Hinda Cohen 1942 - 1944
The baby shoe of Hinda Cohen, with the date of her deportation to the death camps carved into the sole by her father Tzippora and Dov Cohen, 1938, shortly after their wedding Gloves that Tzipporah knit for Hinda in the ghetto from scraps of wool Birth Certificate of Hinda Cohen, Kovno Ghetto, January 18th, 1942
Tzipporah and Dov Cohen were a young couple when the war broke out who had already experienced the loss of one child during childbirth. With the German invasion of Lithuania, they unsuccessfully tried to flee to the Soviet Union. They returned to their home in Kovno and were later interned in the Kovno Ghetto. Approximately half a year later, on January 18, 1942, Tzipporah gave birth to a daughter who she named Hinda after her mother. At the end of November 1943, the couple was transferred to the Aleksotas Work Camp, whose inmates worked in the airport, where they lived in very difficult conditions, performing backbreaking forced labor.

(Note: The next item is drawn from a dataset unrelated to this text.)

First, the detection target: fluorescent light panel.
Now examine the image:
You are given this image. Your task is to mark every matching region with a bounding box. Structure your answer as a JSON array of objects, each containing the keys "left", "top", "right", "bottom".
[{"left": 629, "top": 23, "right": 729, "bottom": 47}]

During the day the men and women would go off to work and only the children would remain in the camp with a small cluster of adults and elderly. On March 27 trucks arrived in the camp. The adults were taken out a different gate than the usual one, so that they would not see the trucks and disrupt the deportation. When the adults returned at the end of the day they discovered the extent of the tragedy: no children remained in the camp. Dov and Tzipporah went to their daughter’s bed, where they found one of her shoes and the gloves Tzipporah had sewn for her. Dov inscribed the date upon the shoe and swore to save the shoe forever.
Dov and Tzipporah later returned to the Kovno Ghetto, from where they fled to the forest. They were liberated by the Russian army and in 1947 Tzipporah gave birth to another daughter. In 1960 they immigrated to Israel.
Dov and Tzipporah requested from their family to give the objects from their daughter Hinda to Yad Vashem, and with their passing their granddaughter gave the objects of Hinda Cohen who was murdered at Auschwitz to Yad Vashem.